Any chance the business/product folks will be using LLMs on their side to help with "clarifying requirements" before they turn them over to the developers?

They view this task as tedious minutia which is the sort of thing LLMs like to churn out.


They’re bad at 90% of coding, but for other reasons. That said if you babysit them incessantly they can help you move a bit faster through some of it.


Maybe 90% of the actual typing part of coding, but not 90% of the JOB of coding.


+/-

> They are bad at deciding requirements by themselves.

What do you mean by requirements here? In my experience the frontier models today are pretty good at figuring out requirements, even when you don't explicitly state them.

> They are bad at original research

Sure, I don't have any experience with that, so I'll trust you on that.

> for example developing a new algorithm.

This is just not correct. I used to think so, but I was trying to come up with a pretty complicated pattern matching, multi-dimensional algorithm (I can't go into the details) - it was something that I could figure out on my own, and was half way through it, but decided to write up a description of it and feed it to gemini 2.5 pro a couple of months ago, and I was stunned.

It came up with a really clever approach and something I had previously been convinced the models weren't very good at it.

In hindsight, since they are getting so good at math in general, there's probably some overlap, but you should revisit your views on this.

--

Your 'bad at' list is missing a few things though:

- Calculations (they can come up with how to calculate or write a program to calculate from given data, but they are not good at calculating in their responses)

- Even though the frontier models are multi-modal, they are still bad at visualizing html/css - or interpreting what it would look like

- Same goes for visualizing/figuring out visual errors in graphics programming such as games programming or 3d modeling (z-index issues, orientation etc)


> I was trying to come up with a pretty complicated pattern matching, multi-dimensional algorithm (I can't go into the details)
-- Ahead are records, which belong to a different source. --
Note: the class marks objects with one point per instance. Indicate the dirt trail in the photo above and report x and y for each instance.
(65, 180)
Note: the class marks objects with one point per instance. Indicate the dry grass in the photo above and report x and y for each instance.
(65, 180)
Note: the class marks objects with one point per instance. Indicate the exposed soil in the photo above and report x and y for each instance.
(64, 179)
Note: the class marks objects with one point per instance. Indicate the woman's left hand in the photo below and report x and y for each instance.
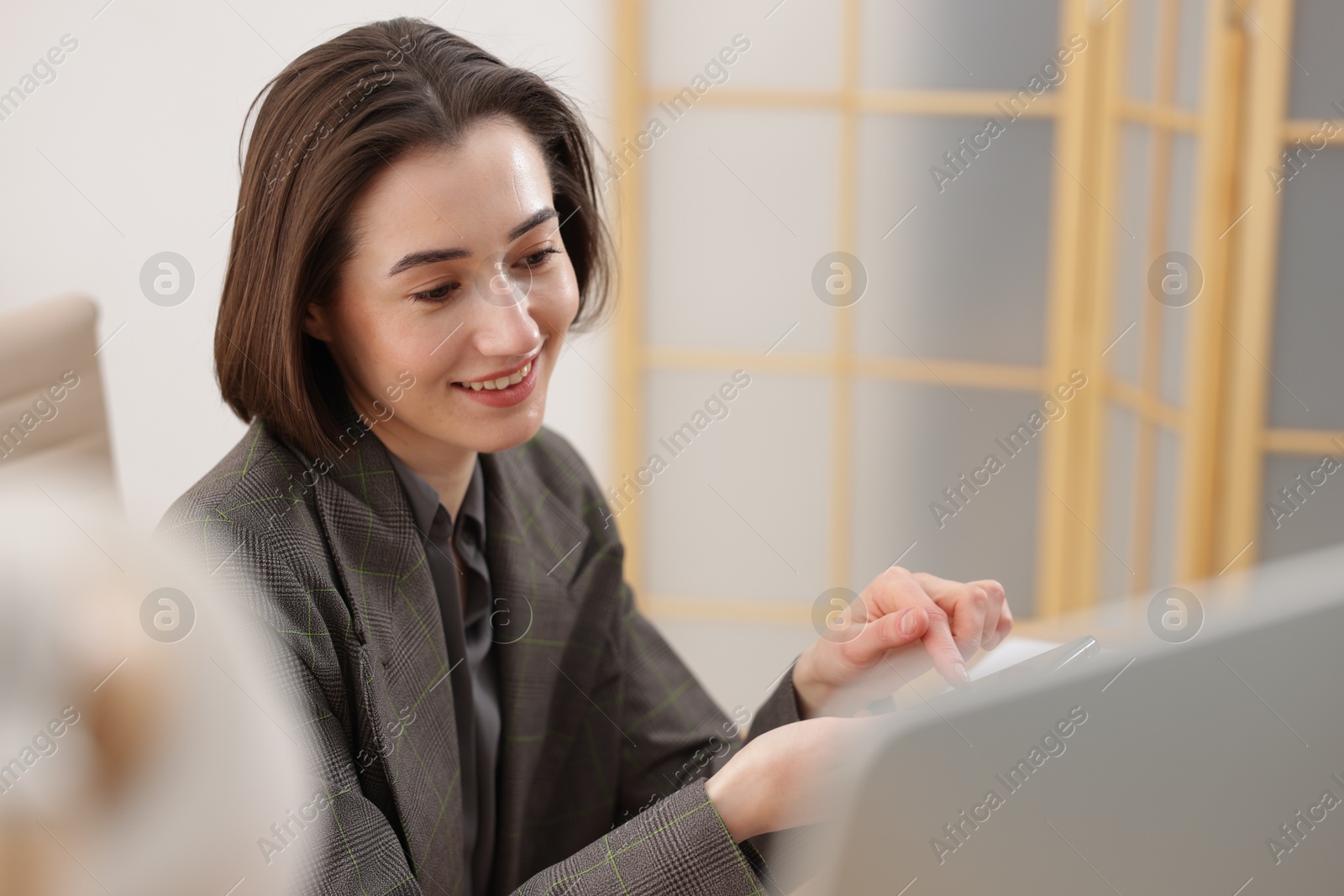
(898, 609)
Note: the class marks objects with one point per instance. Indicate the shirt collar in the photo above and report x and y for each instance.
(425, 500)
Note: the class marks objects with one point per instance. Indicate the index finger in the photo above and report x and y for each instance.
(942, 647)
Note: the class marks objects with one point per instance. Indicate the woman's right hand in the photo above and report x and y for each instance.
(785, 777)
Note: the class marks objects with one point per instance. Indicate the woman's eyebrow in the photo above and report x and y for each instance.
(433, 255)
(428, 257)
(538, 217)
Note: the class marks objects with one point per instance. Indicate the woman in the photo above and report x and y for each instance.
(417, 231)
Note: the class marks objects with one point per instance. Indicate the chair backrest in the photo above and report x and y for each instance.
(51, 403)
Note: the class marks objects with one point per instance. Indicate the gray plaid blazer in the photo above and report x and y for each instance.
(606, 735)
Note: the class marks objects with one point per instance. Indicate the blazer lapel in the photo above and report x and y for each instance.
(403, 660)
(533, 546)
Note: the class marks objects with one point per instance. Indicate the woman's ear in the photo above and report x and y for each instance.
(318, 322)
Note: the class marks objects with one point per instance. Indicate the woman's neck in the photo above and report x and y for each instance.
(447, 468)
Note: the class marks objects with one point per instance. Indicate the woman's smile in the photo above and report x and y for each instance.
(506, 389)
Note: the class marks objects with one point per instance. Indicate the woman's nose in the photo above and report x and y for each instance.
(506, 331)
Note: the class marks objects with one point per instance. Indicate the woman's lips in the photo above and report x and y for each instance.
(511, 392)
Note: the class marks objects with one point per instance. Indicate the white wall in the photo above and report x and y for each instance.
(132, 149)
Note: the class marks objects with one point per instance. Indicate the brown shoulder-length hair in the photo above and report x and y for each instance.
(327, 123)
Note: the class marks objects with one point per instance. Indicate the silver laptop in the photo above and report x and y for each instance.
(1200, 752)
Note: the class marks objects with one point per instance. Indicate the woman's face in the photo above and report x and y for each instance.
(460, 277)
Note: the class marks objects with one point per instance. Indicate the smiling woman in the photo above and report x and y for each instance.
(432, 244)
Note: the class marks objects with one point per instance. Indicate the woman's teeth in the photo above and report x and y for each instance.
(504, 382)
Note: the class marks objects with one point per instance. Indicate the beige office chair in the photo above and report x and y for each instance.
(51, 403)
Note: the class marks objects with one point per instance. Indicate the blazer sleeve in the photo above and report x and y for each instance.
(349, 844)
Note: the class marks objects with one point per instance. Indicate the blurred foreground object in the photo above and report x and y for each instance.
(139, 752)
(51, 402)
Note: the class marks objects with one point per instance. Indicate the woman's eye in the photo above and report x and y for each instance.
(436, 295)
(538, 257)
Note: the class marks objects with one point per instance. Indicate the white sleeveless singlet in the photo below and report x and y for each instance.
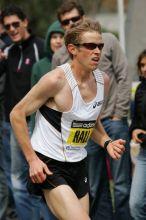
(63, 135)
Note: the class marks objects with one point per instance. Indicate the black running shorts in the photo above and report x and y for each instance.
(73, 174)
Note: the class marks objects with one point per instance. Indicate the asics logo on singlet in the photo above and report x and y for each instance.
(97, 104)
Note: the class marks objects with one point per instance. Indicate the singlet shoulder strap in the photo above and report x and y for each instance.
(69, 75)
(99, 76)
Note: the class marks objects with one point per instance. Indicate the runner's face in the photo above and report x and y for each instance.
(89, 57)
(16, 28)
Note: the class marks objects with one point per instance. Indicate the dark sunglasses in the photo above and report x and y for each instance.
(15, 24)
(91, 46)
(73, 19)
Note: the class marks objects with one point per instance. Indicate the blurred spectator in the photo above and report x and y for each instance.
(138, 135)
(17, 65)
(7, 206)
(54, 40)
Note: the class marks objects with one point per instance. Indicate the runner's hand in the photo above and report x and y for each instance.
(38, 171)
(116, 148)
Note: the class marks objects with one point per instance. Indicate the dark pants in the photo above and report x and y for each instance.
(121, 174)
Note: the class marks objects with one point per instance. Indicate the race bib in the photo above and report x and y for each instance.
(80, 132)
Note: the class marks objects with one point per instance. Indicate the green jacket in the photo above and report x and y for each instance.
(44, 65)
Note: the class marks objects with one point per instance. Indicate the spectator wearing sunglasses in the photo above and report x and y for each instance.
(114, 119)
(26, 49)
(68, 101)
The downside is that if you used Gemini to create the algorithm, your company won't be able to patent it.

Or maybe that's a good thing, for the rest of us.


Figuring out detailed requirements requires a lot of contact with reality. Specific details about not only the technical surface area but also the organizational and financial constraints. An AI model with the appropriate context would probably do well. It seems one of the things humans do much better at the moment is distill the big picture across a long period of time.